次に、本発明の免疫原の製造方法について説明する。本発明の免疫原は、抗原蛋白と折り畳み因子の融合蛋白質を含むものである。該融合蛋白質を製造する方法としては、抗原蛋白をコードする遺伝子と折り畳み因子をコードする遺伝子を連結させた融合遺伝子を作製し、該融合遺伝子を適宜の宿主細胞内で発現させることによって融合蛋白質を合成することが挙げられる。例えば、該融合遺伝子をプラスミドベクターに組込み、該組換えプラスミドベクターを宿主細胞に導入して組換え体を作製する。そして該組換え体を培養して該融合遺伝子を発現させ、組換え体抽出物から融合蛋白質を得ることができる。なお、折り畳み因子がシャペロニンの場合は、抗原蛋白とシャペロニンサブユニットの融合蛋白質の他に、単独のシャペロニンサブユニット及び／又はシャペロニンサブユニット連結体が必要な場合がある。これらの場合は、例えば、単独のシャペロニンサブユニットをコードする遺伝子及び／又はシャペロニン連結体をコードする遺伝子を宿主細胞内で別途発現させればよい。例えば、プラスミドベクターにこれらの遺伝子を組込んで宿主細胞に導入することができる。なお、前記融合遺伝子と、単独のシャペロニンサブユニットをコードする遺伝子及び／又はシャペロニン連結体をコードする遺伝子は、同一のプラスミドベクター上にポリシストロニックに連結してもよいし、同一の宿主内で共存・複製することが可能な２種の異なるプラスミド上にそれぞれに導入して、同一の宿主内で共発現させてもよい。さらに、単独のシャペロニンサブユニットは天然に存在するものなので、宿主細胞のゲノムＤＮＡ上のシャペロニンサブユニットをコードする遺伝子から転写・翻訳させて、宿主細胞由来のシャペロニンサブユニットを供給してもよい。さらに、融合遺伝子、単独のシャペロニンサブユニット、シャペロニンサブユニット連結体をそれぞれ別の宿主細胞で発現させて、別々に精製した後に混合してもよい。どのような抗原蛋白でもシャペロニンと融合した融合蛋白質とすれば、シャペロニン−抗原蛋白複合体を形成することができる。
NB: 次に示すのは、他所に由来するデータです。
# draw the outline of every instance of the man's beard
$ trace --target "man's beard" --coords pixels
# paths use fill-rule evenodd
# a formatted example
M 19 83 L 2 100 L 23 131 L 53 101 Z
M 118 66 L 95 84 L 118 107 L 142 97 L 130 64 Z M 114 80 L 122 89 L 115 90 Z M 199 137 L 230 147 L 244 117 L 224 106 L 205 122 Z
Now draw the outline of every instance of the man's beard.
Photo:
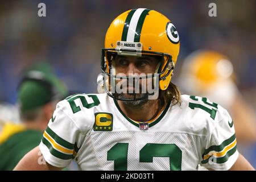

なお、一般に、宿主細胞に外来遺伝子を導入して発現させる際は、外来遺伝子のサイズが大きすぎる場合には宿主細胞に過度の負担がかかり、外来遺伝子の発現量が低下することがある。例えば、シャペロニンサブユニット８個でリングを構成する古細菌由来シャペロニンの場合、シャペロニンサブユニットをコードする遺伝子を８個連結した遺伝子に抗原蛋白をコードする遺伝子を連結した融合遺伝子を発現させようとすると、宿主細胞の種類によっては効率的な発現ができないことがある。したがって、本発明の免疫原を構成する融合蛋白質においても、大量生産の観点ではそのサイズはできるだけ小さい方がよい。そのためには、例えば、抗原蛋白の全長ではなくその一部を折り畳み因子との融合蛋白質とすることが挙げられる。さらに折り畳み因子がシャペロニンである場合は、融合蛋白質に含まれるシャペロニンサブユニットの数を調節することにより、融合蛋白質のサイズをより小さくすることができる。
上記の融合遺伝子等を導入する宿主細胞としては特に限定はなく、例えば、バクテリア等の原核生物、酵母、真菌、植物、昆虫細胞、ほ乳類細胞等を使用することができる。より好適には、大腸菌等のバクテリアを宿主細胞に使用すれば、組換え体の増殖が他の宿主細胞に比べて格段に速く、融合蛋白質等を大量に生産することができる。大腸菌の場合は、融合蛋白質は細胞質へ発現されてもよいし、ペリプラズム領域へ分泌発現されてもよい。ペリプラズム領域に折り畳み因子と抗原蛋白との融合蛋白質を分泌発現させる場合は、該融合蛋白質の５’末端に分泌シグナル配列領域を設ける必要がある。該分泌シグナル配列によって、融合蛋白質はペリプラズム領域に分泌発現される。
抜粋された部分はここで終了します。